- By Dov ZakheimDov Zakheim is a senior fellow at the CNA Corporation, senior advisor at the Center for Strategic and International Studies, vice chairman of the Foreign Policy Research Institute.
When Defense Secretary Chuck Hagel unveiled the essence (though not the contents) of the Strategic Choices and Management Review (SCMR), it marked the first time that the administration acknowledged the possibility, and only the possibility, that the sequester might continue into the next fiscal year. The fact that virtually everyone in Washington considers the sequester’s survival a certainty, and that many analysts predict that it could last several years, appears to be lost on the administration. The White House and, because it is under orders, the Defense Department continue to press ahead with a fiscal year 2014 defense budget proposal that the White House acknowledges to be $52 billion above the $498 billion level that the sequester would mandate.
It is arguable that the White House has quite deliberately ignored reality precisely in order to blame Congress, as well as the fiscal year 2011 Budget Control Act that created the sequester, for prompting what are increasingly being viewed as catastrophic spending cuts. After all, the sequester was originally inspired in the White House itself — so Bob Woodward has informed us — but its consequences have enabled the administration to slash defense expenditures, whose utility it has always doubted, while claiming that its budgetary hands are clean. The White House deserves credit for its politically brilliant sleight of hand. Unfortunately, there are other consequences to the defense cuts, and these are not so brilliant.
As Hagel made clear in his SCMR briefings, the brunt of the sequester will be borne by the operations and acquisition accounts, as well as by reductions in all the active forces, notably the Army. There will be other nominal reductions, of course. There will be some reductions in civilian personnel, and there will be requests to Congress, certain to be rejected, for reductions in various military compensation programs, as well as for a new round of base closures. As America cuts back on its operations, including exercises with allies, port visits, and other manifestations of American presence, credibility, deterrence of adversaries, and reassurance to friends worldwide, the international community will take notice.
Indeed, policymakers on three continents indicate in private that notice has already been taken. In the Middle East, Arab allies witnessing the impact of budget cuts on regional presence are concerned about the "pivot" to Asia. In East Asia, allies are worried that the U.S. budget reductions, coupled with the secretary of state’s preoccupation with a variety of crises and negotiations in the Middle East, have rendered the "pivot" meaningless. Europeans worry that the United States is withdrawing its forces too quickly and reducing them too deeply, whether in order to pivot to Asia or bring them home and discharge them.
The fact that the SCMR has "strategic" in its title is also a source of confusion. It appears to be another manifestation of the administration’s penchant for budget-driven strategies, a trend that has been discernible since the 2010 Quadrennial Defense Review. Budget-driven strategies are in fact not strategies at all, and it is this reality that is such a great cause for concern overseas.
Hagel and his deputy, Ash Carter, have both rightly pointed out that significant funds could be saved through a variety of management efficiencies.
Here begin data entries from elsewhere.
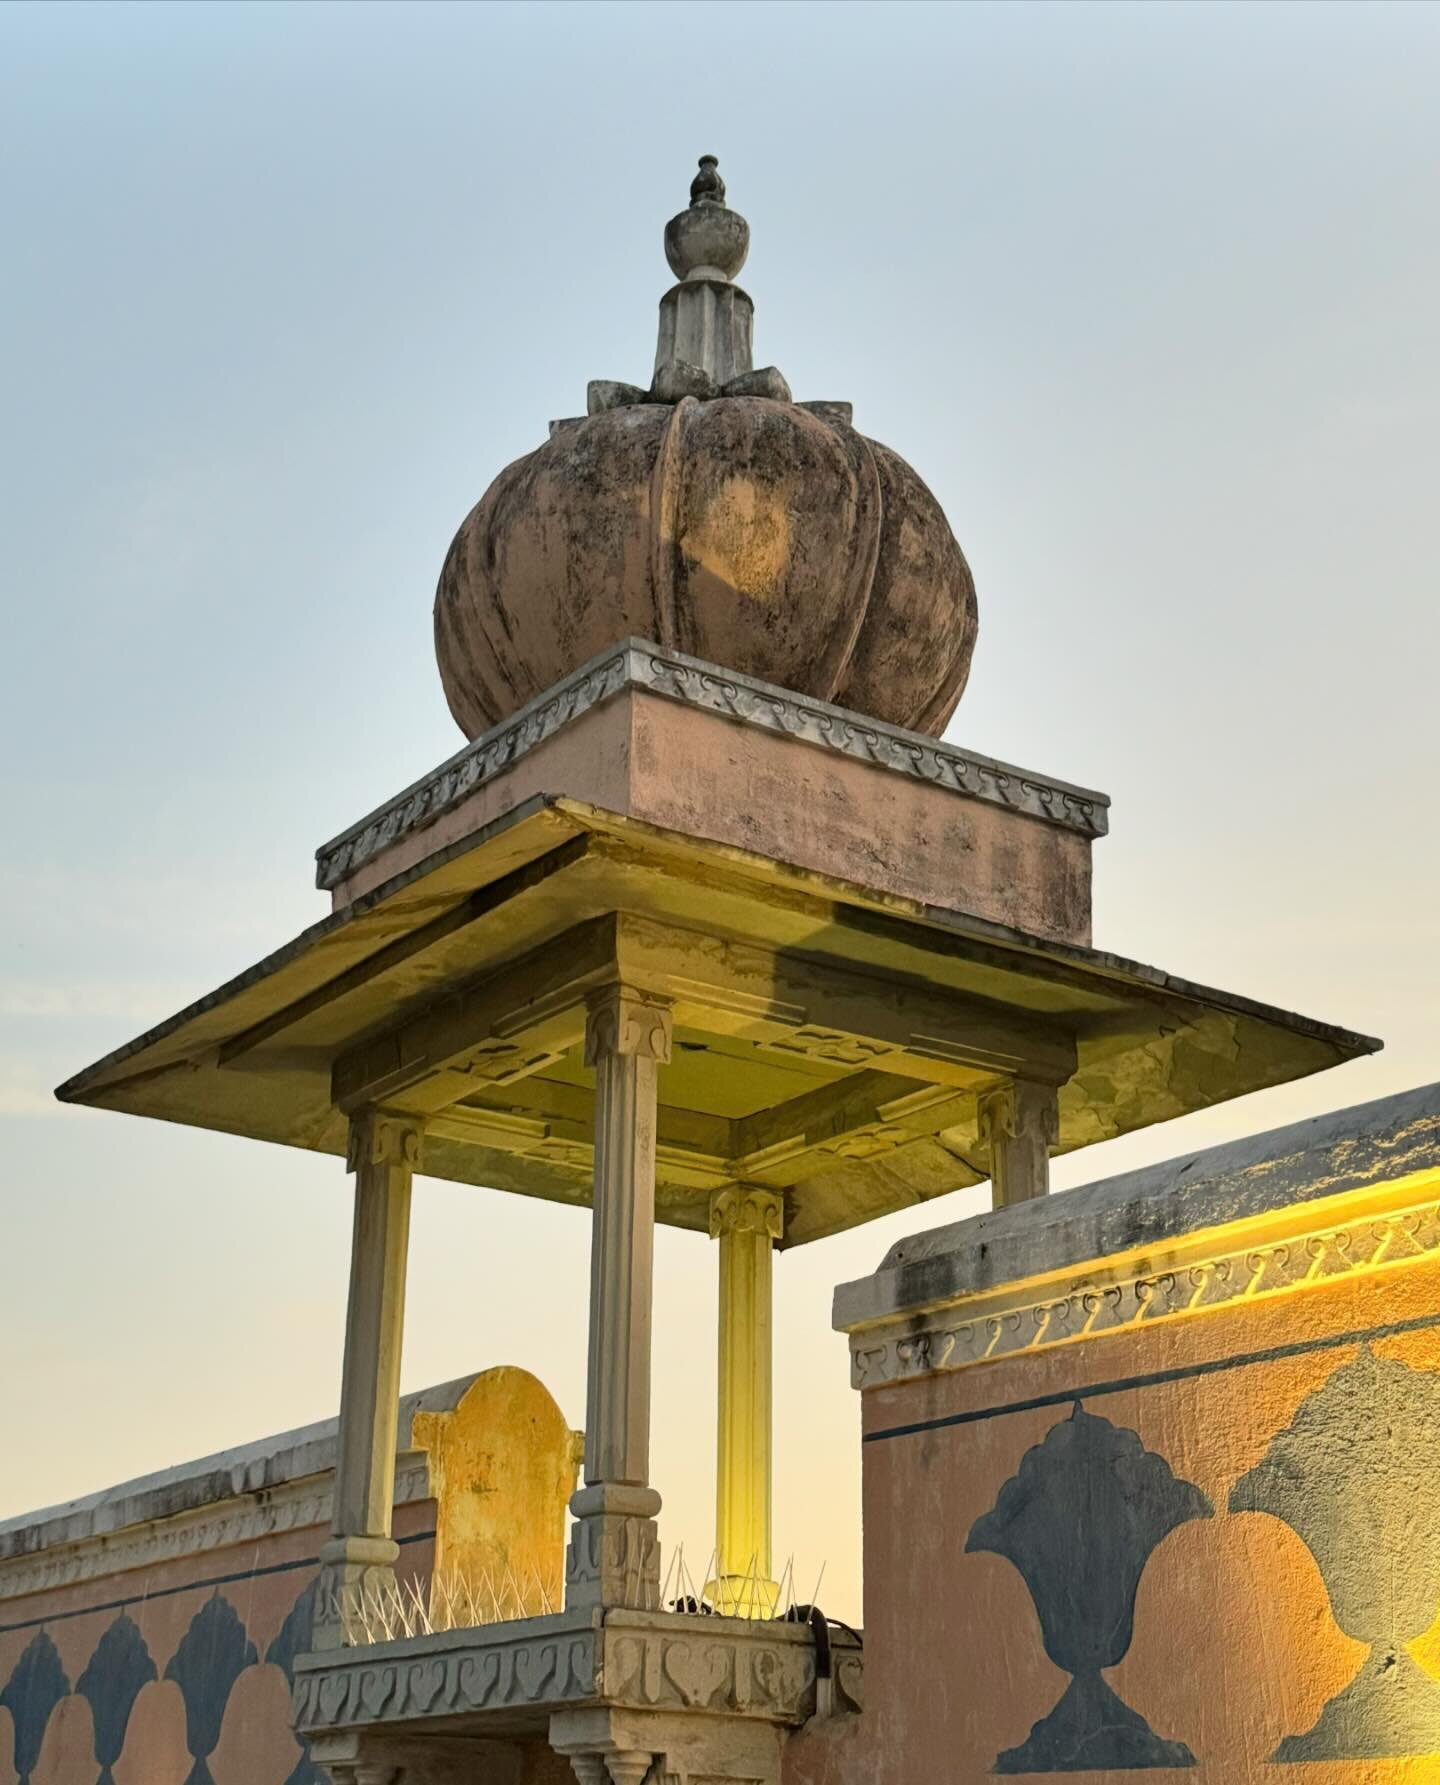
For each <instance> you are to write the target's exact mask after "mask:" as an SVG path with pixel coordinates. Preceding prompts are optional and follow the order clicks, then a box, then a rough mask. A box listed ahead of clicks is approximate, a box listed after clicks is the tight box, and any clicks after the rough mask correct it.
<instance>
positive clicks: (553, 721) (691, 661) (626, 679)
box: [316, 639, 1110, 891]
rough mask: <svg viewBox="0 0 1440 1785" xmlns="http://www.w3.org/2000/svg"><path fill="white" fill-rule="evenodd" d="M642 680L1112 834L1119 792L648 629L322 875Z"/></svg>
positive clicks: (369, 850) (318, 858)
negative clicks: (1007, 754)
mask: <svg viewBox="0 0 1440 1785" xmlns="http://www.w3.org/2000/svg"><path fill="white" fill-rule="evenodd" d="M632 687H633V689H642V691H644V693H648V694H658V696H662V698H666V700H674V702H678V703H680V705H685V707H696V709H699V710H703V712H717V714H723V716H724V718H726V719H735V721H739V723H741V725H755V726H760V728H762V730H767V732H782V734H785V735H787V737H798V739H801V741H803V743H807V744H815V746H817V748H821V750H833V751H837V753H839V755H844V757H853V759H857V760H860V762H867V764H871V766H873V768H881V769H890V771H892V773H896V775H908V776H914V778H915V780H924V782H935V784H937V785H940V787H946V789H948V791H953V793H962V794H969V798H972V800H983V801H985V803H989V805H999V807H1005V809H1006V810H1012V812H1021V814H1024V816H1026V818H1037V819H1040V821H1042V823H1046V825H1056V826H1058V828H1062V830H1074V832H1080V834H1081V835H1083V837H1103V835H1105V834H1106V832H1108V828H1110V819H1108V809H1110V800H1108V796H1106V794H1103V793H1094V791H1092V789H1088V787H1076V785H1072V784H1071V782H1062V780H1055V778H1051V776H1040V775H1033V773H1031V771H1030V769H1021V768H1015V766H1014V764H1010V762H997V760H994V759H992V757H981V755H976V753H974V751H969V750H956V748H955V746H953V744H942V743H937V741H935V739H933V737H926V735H924V734H923V732H906V730H905V728H901V726H899V725H887V723H885V721H883V719H871V718H865V716H864V714H858V712H848V710H846V709H844V707H832V705H830V703H828V702H824V700H812V698H810V696H808V694H798V693H794V691H792V689H785V687H776V685H774V684H771V682H760V680H757V678H755V677H748V675H741V673H739V671H737V669H723V668H719V666H717V664H708V662H703V660H701V659H699V657H685V655H683V653H682V652H671V650H664V648H662V646H658V644H651V643H650V641H648V639H625V641H621V643H619V644H616V646H612V648H610V650H607V652H601V653H600V655H598V657H592V659H591V660H589V662H587V664H582V666H580V668H578V669H575V671H571V675H567V677H564V678H562V680H560V682H557V684H555V685H553V687H550V689H546V691H544V693H542V694H537V696H535V698H534V700H530V702H526V703H525V705H523V707H521V709H519V712H516V714H512V716H510V718H509V719H503V721H501V723H500V725H494V726H491V730H487V732H482V734H480V735H478V737H476V739H473V741H471V743H469V744H466V746H464V750H459V751H457V753H455V755H453V757H450V760H446V762H443V764H441V766H439V768H437V769H432V771H430V773H428V775H425V776H421V780H418V782H412V784H410V785H409V787H407V789H405V791H403V793H398V794H396V796H394V798H393V800H387V801H385V803H384V805H380V807H377V809H375V810H373V812H369V814H366V818H362V819H359V821H357V823H355V825H352V826H350V828H348V830H343V832H341V834H339V835H337V837H332V839H330V841H328V843H323V844H321V846H319V848H318V850H316V885H318V887H321V891H330V889H334V887H337V885H339V884H341V882H343V880H348V878H350V875H353V873H355V871H357V869H359V868H362V866H364V864H366V862H369V860H373V859H375V857H377V855H378V853H380V851H382V850H387V848H389V846H391V844H393V843H396V841H400V839H401V837H409V835H412V834H414V832H418V830H423V828H425V826H426V825H432V823H435V819H437V818H441V816H443V814H444V812H448V810H451V809H453V807H455V805H459V803H460V800H464V798H466V796H468V794H471V793H475V789H476V787H480V785H484V784H485V782H487V780H491V778H492V776H496V775H500V773H501V771H503V769H509V768H512V766H514V764H516V762H519V759H521V757H525V755H526V753H528V751H530V750H534V748H535V746H537V744H541V743H544V739H546V737H553V735H555V732H559V730H560V728H562V726H566V725H569V723H573V721H575V719H578V718H580V716H582V714H585V712H589V710H591V709H592V707H600V705H601V703H603V702H607V700H612V698H614V696H616V694H619V693H623V691H625V689H632Z"/></svg>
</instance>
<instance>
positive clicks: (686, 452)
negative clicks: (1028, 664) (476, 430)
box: [435, 396, 976, 737]
mask: <svg viewBox="0 0 1440 1785" xmlns="http://www.w3.org/2000/svg"><path fill="white" fill-rule="evenodd" d="M974 634H976V600H974V582H972V578H971V573H969V566H967V564H965V559H964V553H962V552H960V546H958V544H956V541H955V535H953V534H951V530H949V525H948V523H946V518H944V514H942V511H940V505H939V503H937V502H935V498H933V494H931V493H930V491H928V489H926V486H924V484H923V482H921V478H919V477H917V475H915V471H912V469H910V466H908V464H905V461H903V459H899V455H898V453H892V452H890V450H889V448H885V446H880V444H876V443H874V441H869V439H865V437H864V436H860V434H857V432H855V430H853V428H849V427H846V425H844V423H842V421H840V419H839V418H837V416H835V414H828V416H826V418H824V419H821V418H819V416H815V414H810V412H807V411H805V409H801V407H799V405H790V403H780V402H773V400H767V398H760V396H735V398H728V396H724V398H717V400H714V402H705V403H701V402H696V400H694V398H685V400H682V402H678V403H676V407H673V409H669V407H660V405H632V407H630V405H628V407H619V409H610V411H607V412H603V414H596V416H591V418H587V419H583V421H580V423H578V425H575V427H566V428H564V430H562V432H559V434H557V436H555V437H553V439H550V441H546V443H544V444H542V446H541V448H539V450H537V452H534V453H530V455H526V457H525V459H519V461H516V464H512V466H509V468H507V469H505V471H501V473H500V477H498V478H496V480H494V484H492V486H491V487H489V491H487V493H485V496H484V498H482V500H480V503H478V505H476V507H475V509H473V511H471V514H469V516H468V519H466V521H464V525H462V527H460V532H459V534H457V535H455V543H453V544H451V548H450V555H448V557H446V562H444V569H443V571H441V580H439V589H437V593H435V652H437V657H439V668H441V678H443V682H444V689H446V698H448V702H450V710H451V712H453V714H455V719H457V721H459V725H460V728H462V730H464V732H466V734H468V735H469V737H475V735H478V734H480V732H484V730H485V728H487V726H491V725H496V723H500V721H501V719H505V718H509V716H510V714H512V712H516V710H517V709H519V707H523V705H525V703H526V702H528V700H532V698H535V696H537V694H539V693H541V691H542V689H546V687H550V685H551V684H553V682H557V680H560V677H564V675H567V673H569V671H573V669H576V668H578V666H580V664H582V662H585V660H587V659H589V657H594V655H596V653H598V652H603V650H607V648H608V646H612V644H616V643H617V641H621V639H625V637H626V635H639V637H651V639H655V641H657V643H660V644H662V646H667V648H674V650H683V652H689V653H692V655H696V657H705V659H708V660H712V662H719V664H724V666H726V668H732V669H739V671H741V673H744V675H755V677H760V678H764V680H767V682H776V684H780V685H782V687H789V689H796V691H799V693H805V694H812V696H817V698H821V700H833V702H837V703H840V705H846V707H851V709H855V710H858V712H864V714H869V716H873V718H880V719H885V721H889V723H894V725H905V726H910V728H914V730H921V732H926V734H930V735H939V732H940V730H944V726H946V723H948V719H949V716H951V712H953V710H955V705H956V702H958V700H960V693H962V691H964V685H965V678H967V675H969V664H971V652H972V648H974Z"/></svg>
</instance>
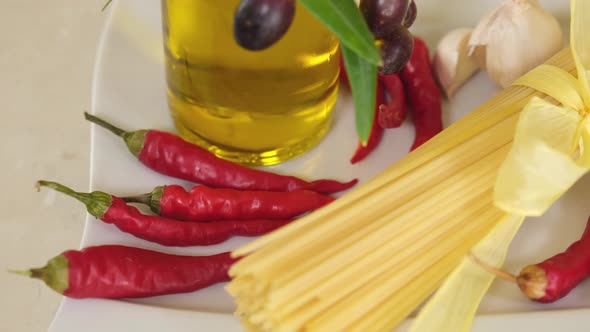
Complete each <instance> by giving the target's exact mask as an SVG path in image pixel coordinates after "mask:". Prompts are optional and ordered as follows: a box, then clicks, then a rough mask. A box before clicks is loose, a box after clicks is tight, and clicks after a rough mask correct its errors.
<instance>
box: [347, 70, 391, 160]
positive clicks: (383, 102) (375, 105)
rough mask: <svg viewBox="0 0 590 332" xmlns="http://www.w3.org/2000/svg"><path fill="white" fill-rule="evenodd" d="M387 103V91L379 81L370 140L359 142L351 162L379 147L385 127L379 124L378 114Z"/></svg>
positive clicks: (363, 157)
mask: <svg viewBox="0 0 590 332" xmlns="http://www.w3.org/2000/svg"><path fill="white" fill-rule="evenodd" d="M384 103H385V93H384V91H383V83H382V82H380V81H379V80H378V81H377V95H376V99H375V117H374V118H373V125H372V126H371V133H370V134H369V140H368V141H367V144H366V145H365V144H363V143H362V142H359V145H358V147H357V149H356V151H355V152H354V155H353V156H352V158H350V163H351V164H356V163H358V162H359V161H361V160H363V159H365V158H366V157H367V156H368V155H369V153H371V152H372V151H373V150H375V149H376V148H377V146H378V145H379V142H381V138H382V137H383V128H382V127H381V126H380V125H379V121H378V120H377V115H378V112H379V106H380V105H382V104H384Z"/></svg>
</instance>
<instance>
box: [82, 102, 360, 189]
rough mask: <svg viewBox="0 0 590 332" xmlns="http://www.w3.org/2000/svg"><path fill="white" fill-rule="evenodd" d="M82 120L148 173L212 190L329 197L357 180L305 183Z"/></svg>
mask: <svg viewBox="0 0 590 332" xmlns="http://www.w3.org/2000/svg"><path fill="white" fill-rule="evenodd" d="M84 116H85V117H86V119H87V120H88V121H90V122H93V123H95V124H97V125H99V126H101V127H104V128H106V129H108V130H110V131H111V132H112V133H114V134H116V135H117V136H120V137H122V138H123V139H124V140H125V143H126V144H127V147H128V148H129V150H130V151H131V152H132V153H133V154H134V155H135V156H136V157H137V158H139V160H140V161H141V162H142V163H143V164H144V165H146V166H147V167H149V168H151V169H152V170H154V171H156V172H159V173H161V174H165V175H168V176H172V177H175V178H179V179H183V180H187V181H192V182H197V183H201V184H204V185H206V186H209V187H214V188H234V189H241V190H265V191H293V190H297V189H306V190H312V191H317V192H320V193H324V194H331V193H335V192H339V191H343V190H347V189H350V188H351V187H352V186H354V185H355V184H356V183H357V182H358V181H357V180H356V179H355V180H353V181H350V182H348V183H342V182H338V181H334V180H317V181H313V182H307V181H304V180H302V179H299V178H296V177H294V176H285V175H279V174H274V173H270V172H265V171H261V170H256V169H251V168H247V167H244V166H241V165H238V164H234V163H232V162H229V161H227V160H223V159H220V158H218V157H216V156H215V155H214V154H212V153H211V152H209V151H207V150H205V149H203V148H201V147H198V146H196V145H193V144H191V143H189V142H186V141H184V140H183V139H182V138H180V137H178V136H175V135H172V134H170V133H167V132H162V131H158V130H138V131H133V132H126V131H124V130H122V129H120V128H117V127H115V126H113V125H111V124H109V123H107V122H106V121H104V120H102V119H100V118H97V117H95V116H93V115H90V114H88V113H84Z"/></svg>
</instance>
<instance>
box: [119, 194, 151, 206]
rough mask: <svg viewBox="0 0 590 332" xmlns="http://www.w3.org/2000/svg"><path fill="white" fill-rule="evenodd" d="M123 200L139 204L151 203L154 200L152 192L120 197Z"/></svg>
mask: <svg viewBox="0 0 590 332" xmlns="http://www.w3.org/2000/svg"><path fill="white" fill-rule="evenodd" d="M120 198H121V199H122V200H124V201H125V202H126V203H138V204H144V205H148V206H149V205H150V203H151V201H152V195H151V194H142V195H135V196H126V197H120Z"/></svg>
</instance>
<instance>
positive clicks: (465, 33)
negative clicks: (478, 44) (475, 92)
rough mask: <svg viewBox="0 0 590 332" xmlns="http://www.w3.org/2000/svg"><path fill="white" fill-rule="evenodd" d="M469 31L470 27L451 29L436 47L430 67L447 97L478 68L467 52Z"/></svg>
mask: <svg viewBox="0 0 590 332" xmlns="http://www.w3.org/2000/svg"><path fill="white" fill-rule="evenodd" d="M471 32H472V29H470V28H458V29H455V30H451V31H450V32H448V33H447V34H446V35H445V36H444V37H443V38H442V39H441V40H440V41H439V43H438V46H437V48H436V51H435V54H434V59H433V62H432V67H433V70H434V74H435V76H436V79H437V80H438V82H439V84H440V86H441V88H442V89H443V90H444V92H445V94H446V95H447V97H449V98H450V97H452V96H453V94H454V93H455V92H456V91H457V89H458V88H460V87H461V85H463V83H465V81H467V80H468V79H469V78H470V77H471V76H472V75H473V74H474V73H475V72H477V70H478V69H479V66H478V65H477V62H476V59H475V58H474V57H472V56H469V54H468V41H469V39H470V37H471Z"/></svg>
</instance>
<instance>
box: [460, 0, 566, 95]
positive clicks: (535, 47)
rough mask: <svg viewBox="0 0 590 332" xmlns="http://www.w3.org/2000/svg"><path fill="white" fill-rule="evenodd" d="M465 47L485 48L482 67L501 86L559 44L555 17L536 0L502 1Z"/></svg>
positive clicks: (518, 0)
mask: <svg viewBox="0 0 590 332" xmlns="http://www.w3.org/2000/svg"><path fill="white" fill-rule="evenodd" d="M469 46H470V47H471V49H472V50H474V48H475V47H477V46H484V47H485V57H486V60H485V61H486V70H487V72H488V74H489V76H490V78H491V79H492V80H493V81H494V82H496V83H497V84H498V85H500V86H501V87H502V88H506V87H508V86H509V85H510V84H512V83H513V82H514V81H515V80H516V79H517V78H519V77H520V76H522V75H524V74H525V73H527V72H528V71H530V70H531V69H533V68H534V67H536V66H538V65H540V64H542V63H543V62H545V61H546V60H547V59H548V58H550V57H551V56H552V55H554V54H555V53H557V52H558V51H559V50H561V48H562V47H563V32H562V30H561V26H560V25H559V22H558V21H557V19H556V18H555V17H554V16H553V15H551V14H550V13H549V12H547V11H545V10H544V9H543V8H542V7H541V6H540V5H539V3H538V1H536V0H505V1H504V2H503V3H502V4H501V5H500V6H499V7H498V8H496V9H495V10H494V11H492V12H491V13H489V14H488V15H487V16H485V17H484V18H483V19H482V20H481V21H480V23H479V24H478V25H477V27H476V28H475V29H474V31H473V33H472V35H471V39H470V40H469Z"/></svg>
They note, again correctly, that the savings from most of these management actions will not be realized in the short term. More troubling, however, is the fact that many of these efficiencies have long been rejected by Congress, and it would take a concerted effort not merely by the Pentagon’s E Ring, but by the West Wing, to bring them about. Thus far, there has been no indication that the White House is prepared to invest any of its political capital on behalf of the Defense Department.
There are other short-term solutions, however. In particular, the defense budget needn’t be subjected to the full torment of the sequester if the administration were to request that the Congress rejigger the system for contributing to debt reduction. The current formula, prescribed by the Budget Control Act, calls for defense to bear 50 percent of reductions mandated by the sequester, while all other discretionary spending is reduced by about 36 percent. (Savings on mandatory expenditures account for the remainder.) The formula could be altered simply by redistributing the budget reduction load so that it is equally shared by defense and non-defense discretionary spending. Doing so would reduce the mandated cut in defense by about $8 billion, a sum that could then be applied to critical operations, training, and exercises.
Unfortunately, the White House seems no less interested in realigning the sequester than it is in supporting Pentagon efficiencies. Indeed, the president has made clear on numerous occasions that the Defense Department needs to bear an equal share in the burden of budget reductions, as if the country’s security is equivalent to the output of some middling agency of uncertain efficiency and questionable effectiveness.
Until the administration changes its attitude to bearing the true cost of national security, that security will remain at serious risk. Past significant reductions in U.S. military capability have been followed by costly wars: notably Korea in 1950 and Iraq in 1990 and 1991. One can hope that this pattern will not repeat itself in the not-too-distant future, but it will take much more than hope to ensure that America retains its military might and provides not only for its own security but that of its allies and friends, well into this relatively new century.